POP-003

S. Hescot*a (Dr), A. Al Ghuzlanb (Dr), I. Borgetb (Dr), H. Sheikh-Alardb (Mme), L. Tolinoc (Dr), C. Dupuyb (Dr), E. Baudinb (Dr), Y. Nikiforovc (Dr), M. Schlumbergerb (Pr), M. Nikiforovac (Dr), S. Leboulleuxb (Dr)

a institut curie, Paris, FRANCE ; b gustave roussy, Villejuif, FRANCE ; c university of pittsburgh, Pittsburgh, ÉTATS-UNIS

* segolene.hescot@curie.fr

Les cancers thyroïdiens peu différenciés (CTPD) sont de pronostic variable. L’objectif de cette étude rétrospective était d’identifier les facteurs pronostiques (i) de rechute en cas de maladie localisée (groupe M0) (ii) de survie en cas de maladie métastatique (groupe M1) de patients avec CTPD.

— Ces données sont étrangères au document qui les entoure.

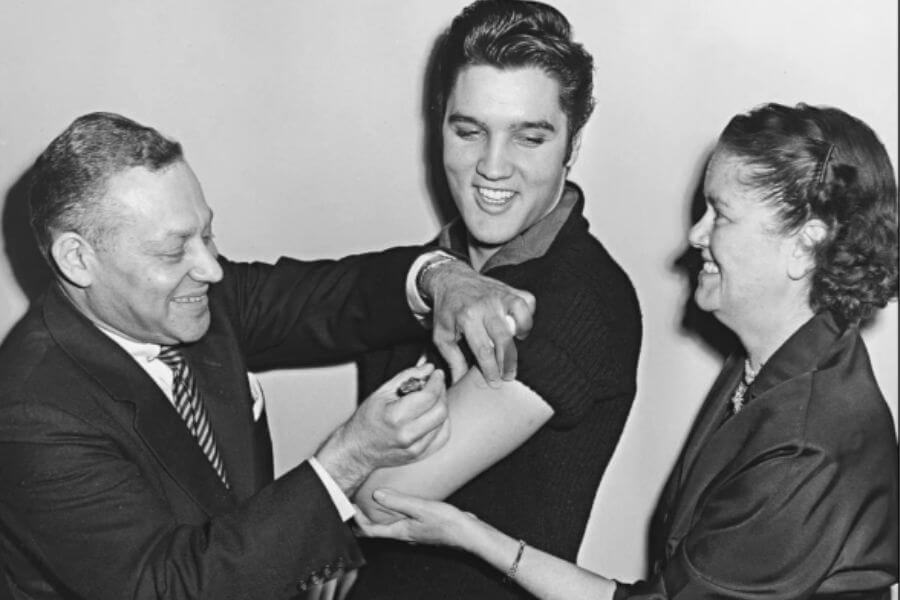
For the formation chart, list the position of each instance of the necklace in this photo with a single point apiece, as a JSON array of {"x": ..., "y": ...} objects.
[{"x": 737, "y": 400}]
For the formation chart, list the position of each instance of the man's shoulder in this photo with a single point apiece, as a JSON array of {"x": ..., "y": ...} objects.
[{"x": 30, "y": 358}]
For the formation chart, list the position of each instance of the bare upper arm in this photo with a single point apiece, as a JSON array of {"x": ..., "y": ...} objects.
[{"x": 485, "y": 424}]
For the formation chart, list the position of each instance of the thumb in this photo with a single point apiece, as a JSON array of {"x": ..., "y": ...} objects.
[{"x": 410, "y": 506}]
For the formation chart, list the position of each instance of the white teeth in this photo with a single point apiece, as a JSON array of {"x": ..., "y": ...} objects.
[
  {"x": 495, "y": 195},
  {"x": 710, "y": 267}
]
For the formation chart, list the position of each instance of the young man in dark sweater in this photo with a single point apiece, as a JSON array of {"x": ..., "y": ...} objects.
[{"x": 526, "y": 455}]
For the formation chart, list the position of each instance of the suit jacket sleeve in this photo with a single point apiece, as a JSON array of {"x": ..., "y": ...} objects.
[
  {"x": 92, "y": 519},
  {"x": 299, "y": 313},
  {"x": 779, "y": 526}
]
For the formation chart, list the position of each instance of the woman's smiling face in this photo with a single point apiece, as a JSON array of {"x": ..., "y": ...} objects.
[{"x": 745, "y": 254}]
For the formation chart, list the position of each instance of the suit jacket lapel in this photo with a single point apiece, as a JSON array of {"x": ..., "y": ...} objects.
[
  {"x": 139, "y": 404},
  {"x": 221, "y": 376},
  {"x": 779, "y": 389}
]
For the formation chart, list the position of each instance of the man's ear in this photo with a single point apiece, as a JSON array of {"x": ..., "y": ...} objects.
[
  {"x": 575, "y": 148},
  {"x": 806, "y": 240},
  {"x": 72, "y": 253}
]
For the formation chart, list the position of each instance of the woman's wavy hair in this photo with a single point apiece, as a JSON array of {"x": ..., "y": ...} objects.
[
  {"x": 519, "y": 33},
  {"x": 817, "y": 162}
]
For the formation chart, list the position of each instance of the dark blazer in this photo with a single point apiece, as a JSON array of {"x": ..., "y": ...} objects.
[
  {"x": 793, "y": 497},
  {"x": 104, "y": 494}
]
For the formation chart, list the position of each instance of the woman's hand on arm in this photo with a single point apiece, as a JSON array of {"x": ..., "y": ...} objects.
[{"x": 438, "y": 523}]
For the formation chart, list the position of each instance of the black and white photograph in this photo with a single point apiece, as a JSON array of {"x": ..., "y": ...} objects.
[{"x": 456, "y": 299}]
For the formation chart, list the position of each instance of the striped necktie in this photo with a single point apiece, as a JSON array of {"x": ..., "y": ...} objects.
[{"x": 189, "y": 404}]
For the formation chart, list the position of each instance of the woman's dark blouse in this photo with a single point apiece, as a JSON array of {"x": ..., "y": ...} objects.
[
  {"x": 793, "y": 497},
  {"x": 581, "y": 358}
]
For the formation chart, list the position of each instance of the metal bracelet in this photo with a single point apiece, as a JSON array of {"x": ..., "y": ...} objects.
[{"x": 514, "y": 568}]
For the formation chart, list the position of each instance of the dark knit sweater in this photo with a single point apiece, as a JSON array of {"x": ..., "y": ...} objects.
[{"x": 581, "y": 358}]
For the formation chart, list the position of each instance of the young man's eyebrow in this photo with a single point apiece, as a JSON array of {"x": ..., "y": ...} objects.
[
  {"x": 518, "y": 126},
  {"x": 460, "y": 118},
  {"x": 542, "y": 124}
]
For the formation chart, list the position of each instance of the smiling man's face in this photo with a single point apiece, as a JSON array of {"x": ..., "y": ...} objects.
[
  {"x": 149, "y": 280},
  {"x": 505, "y": 146}
]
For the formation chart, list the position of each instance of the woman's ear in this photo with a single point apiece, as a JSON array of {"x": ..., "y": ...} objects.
[
  {"x": 70, "y": 254},
  {"x": 806, "y": 240}
]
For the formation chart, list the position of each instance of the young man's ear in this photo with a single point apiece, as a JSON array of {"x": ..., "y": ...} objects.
[
  {"x": 803, "y": 257},
  {"x": 573, "y": 151},
  {"x": 71, "y": 254}
]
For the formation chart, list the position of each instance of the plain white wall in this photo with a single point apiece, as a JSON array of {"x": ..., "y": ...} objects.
[{"x": 303, "y": 121}]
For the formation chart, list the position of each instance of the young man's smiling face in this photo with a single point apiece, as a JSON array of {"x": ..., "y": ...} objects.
[{"x": 505, "y": 145}]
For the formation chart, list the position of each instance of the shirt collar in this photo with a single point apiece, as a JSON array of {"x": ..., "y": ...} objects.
[
  {"x": 140, "y": 351},
  {"x": 531, "y": 243}
]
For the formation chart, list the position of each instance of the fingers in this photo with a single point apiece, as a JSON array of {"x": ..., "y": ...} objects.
[
  {"x": 410, "y": 506},
  {"x": 483, "y": 348},
  {"x": 454, "y": 356},
  {"x": 504, "y": 346},
  {"x": 521, "y": 309}
]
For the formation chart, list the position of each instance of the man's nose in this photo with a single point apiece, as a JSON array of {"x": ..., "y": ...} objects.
[
  {"x": 698, "y": 236},
  {"x": 206, "y": 267},
  {"x": 494, "y": 163}
]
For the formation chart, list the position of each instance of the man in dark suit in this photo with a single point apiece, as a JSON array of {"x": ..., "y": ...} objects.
[{"x": 106, "y": 492}]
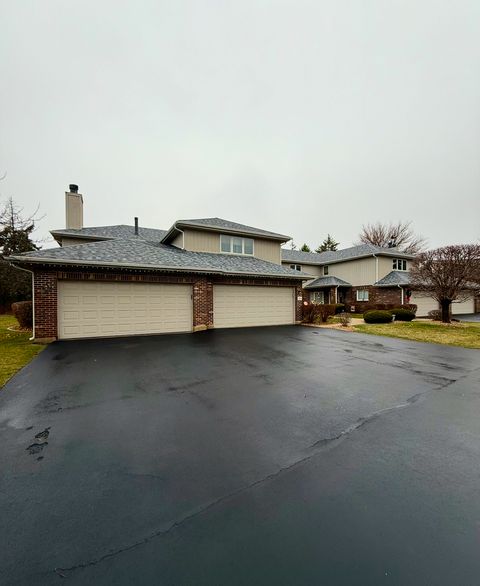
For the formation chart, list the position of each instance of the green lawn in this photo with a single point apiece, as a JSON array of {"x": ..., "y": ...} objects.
[
  {"x": 455, "y": 334},
  {"x": 15, "y": 349}
]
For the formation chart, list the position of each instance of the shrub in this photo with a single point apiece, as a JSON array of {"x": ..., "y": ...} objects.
[
  {"x": 403, "y": 314},
  {"x": 377, "y": 316},
  {"x": 435, "y": 314},
  {"x": 317, "y": 312},
  {"x": 344, "y": 319},
  {"x": 23, "y": 311}
]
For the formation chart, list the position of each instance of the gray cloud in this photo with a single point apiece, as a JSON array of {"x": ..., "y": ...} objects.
[{"x": 300, "y": 117}]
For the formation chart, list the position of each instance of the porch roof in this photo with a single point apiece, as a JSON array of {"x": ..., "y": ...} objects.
[{"x": 329, "y": 281}]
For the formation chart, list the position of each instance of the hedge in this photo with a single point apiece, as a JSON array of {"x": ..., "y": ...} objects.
[
  {"x": 403, "y": 314},
  {"x": 377, "y": 316}
]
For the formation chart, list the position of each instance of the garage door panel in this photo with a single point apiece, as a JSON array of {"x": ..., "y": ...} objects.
[
  {"x": 243, "y": 306},
  {"x": 114, "y": 309},
  {"x": 463, "y": 307}
]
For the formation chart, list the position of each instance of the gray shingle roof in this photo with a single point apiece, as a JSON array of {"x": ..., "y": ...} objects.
[
  {"x": 394, "y": 278},
  {"x": 228, "y": 226},
  {"x": 116, "y": 231},
  {"x": 329, "y": 281},
  {"x": 138, "y": 253},
  {"x": 332, "y": 256}
]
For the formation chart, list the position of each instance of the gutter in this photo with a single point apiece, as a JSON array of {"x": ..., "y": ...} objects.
[
  {"x": 376, "y": 267},
  {"x": 33, "y": 297},
  {"x": 187, "y": 269}
]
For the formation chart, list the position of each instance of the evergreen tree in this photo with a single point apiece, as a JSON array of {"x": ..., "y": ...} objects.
[{"x": 328, "y": 244}]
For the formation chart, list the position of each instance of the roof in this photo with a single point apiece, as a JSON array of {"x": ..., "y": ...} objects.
[
  {"x": 107, "y": 232},
  {"x": 224, "y": 226},
  {"x": 329, "y": 281},
  {"x": 394, "y": 278},
  {"x": 136, "y": 253},
  {"x": 333, "y": 256}
]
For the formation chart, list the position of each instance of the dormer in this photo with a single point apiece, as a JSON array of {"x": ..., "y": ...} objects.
[{"x": 225, "y": 237}]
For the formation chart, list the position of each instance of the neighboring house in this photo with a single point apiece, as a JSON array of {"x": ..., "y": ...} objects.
[
  {"x": 364, "y": 275},
  {"x": 123, "y": 280}
]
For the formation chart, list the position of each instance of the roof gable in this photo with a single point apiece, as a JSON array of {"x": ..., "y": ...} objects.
[
  {"x": 221, "y": 225},
  {"x": 334, "y": 256}
]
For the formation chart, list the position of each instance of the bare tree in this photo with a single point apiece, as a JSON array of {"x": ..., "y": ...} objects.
[
  {"x": 15, "y": 237},
  {"x": 399, "y": 235},
  {"x": 448, "y": 273}
]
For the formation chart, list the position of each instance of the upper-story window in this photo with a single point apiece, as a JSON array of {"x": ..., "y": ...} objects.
[
  {"x": 399, "y": 264},
  {"x": 236, "y": 245}
]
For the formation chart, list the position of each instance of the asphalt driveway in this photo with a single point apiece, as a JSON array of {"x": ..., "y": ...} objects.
[{"x": 284, "y": 455}]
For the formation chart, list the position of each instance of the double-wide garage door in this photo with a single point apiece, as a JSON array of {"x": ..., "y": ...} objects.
[
  {"x": 236, "y": 306},
  {"x": 96, "y": 309},
  {"x": 91, "y": 310}
]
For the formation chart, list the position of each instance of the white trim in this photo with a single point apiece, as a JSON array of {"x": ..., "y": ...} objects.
[
  {"x": 362, "y": 291},
  {"x": 242, "y": 238}
]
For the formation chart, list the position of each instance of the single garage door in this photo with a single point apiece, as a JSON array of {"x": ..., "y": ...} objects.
[
  {"x": 424, "y": 303},
  {"x": 236, "y": 306},
  {"x": 90, "y": 310},
  {"x": 464, "y": 306}
]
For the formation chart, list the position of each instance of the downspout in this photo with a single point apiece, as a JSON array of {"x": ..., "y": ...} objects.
[
  {"x": 33, "y": 297},
  {"x": 183, "y": 237}
]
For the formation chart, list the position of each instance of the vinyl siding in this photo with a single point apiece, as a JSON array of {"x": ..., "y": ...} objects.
[
  {"x": 385, "y": 266},
  {"x": 315, "y": 270},
  {"x": 203, "y": 241},
  {"x": 357, "y": 272}
]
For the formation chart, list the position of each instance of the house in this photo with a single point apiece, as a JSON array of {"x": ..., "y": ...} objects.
[
  {"x": 125, "y": 280},
  {"x": 362, "y": 276}
]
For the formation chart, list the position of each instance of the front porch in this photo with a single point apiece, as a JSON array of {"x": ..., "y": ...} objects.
[{"x": 328, "y": 290}]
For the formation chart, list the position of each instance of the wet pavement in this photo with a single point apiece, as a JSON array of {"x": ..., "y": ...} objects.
[{"x": 282, "y": 455}]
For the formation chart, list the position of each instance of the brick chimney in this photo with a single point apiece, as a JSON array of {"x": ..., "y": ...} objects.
[{"x": 73, "y": 207}]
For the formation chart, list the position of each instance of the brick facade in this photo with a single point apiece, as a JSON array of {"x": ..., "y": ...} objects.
[
  {"x": 45, "y": 290},
  {"x": 45, "y": 299},
  {"x": 375, "y": 295}
]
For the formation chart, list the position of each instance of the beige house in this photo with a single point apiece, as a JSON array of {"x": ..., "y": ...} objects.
[
  {"x": 124, "y": 280},
  {"x": 362, "y": 276}
]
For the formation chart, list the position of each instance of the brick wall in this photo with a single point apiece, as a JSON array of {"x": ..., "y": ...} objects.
[
  {"x": 375, "y": 295},
  {"x": 45, "y": 284},
  {"x": 45, "y": 295}
]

L’étude a inclus 51 patients, 28 M0 et 32 M1 (9 M0 inclus dans M1 à la survenue de métastases), âge moyen 60 ans, 24 femmes, pT2-3 : 85%, pTN1 : 35%). Le risque de rechute selon l‘ATA des patients M0 était intermédiaire dans 21 cas et élevé dans 7 cas. Le nombre de mitoses/mm2 était >5 dans 29 cas. La signature moléculaire (analyse NGS ThyroSeq v3 et recherche d’altérations de copies chromosomiques) classait les patients en risque élevé (mutations TERT et TP53, n=24), intermédiaire (n=9) ou faible (mutations Ras-like n=9).

Onze (39%) patients M0 ont rechuté (suivi médian 67 mois). Les facteurs pronostiques de rechute incluaient un risque élevé de la classification ATA 2015 (86% vs 24%, p=0,01), une activité mitotique élevée (>5) (60% vs 17%, p=0,06) et une signature moléculaire à risque élevé/intermédiaire (41% vs 0% p=0,06). L’activité mitotique était le facteur de récidive indépendant significatif. Quatorze (43%) patients sont décédés (suivi médian 68 mois). Aucun facteur pronostique significatif n’a été identifié, mais aucun patient classé à risque ATA intermédiaire ou avec une signature moléculaire à faible risque n’est décédé.

En plus de la classification ATA, l’activité mitotique et la signature moléculaire sont deux facteurs à prendre en compte pour le pronostic des CTPD.

L’auteur n’a pas transmis de déclaration de conflit d’intérêt.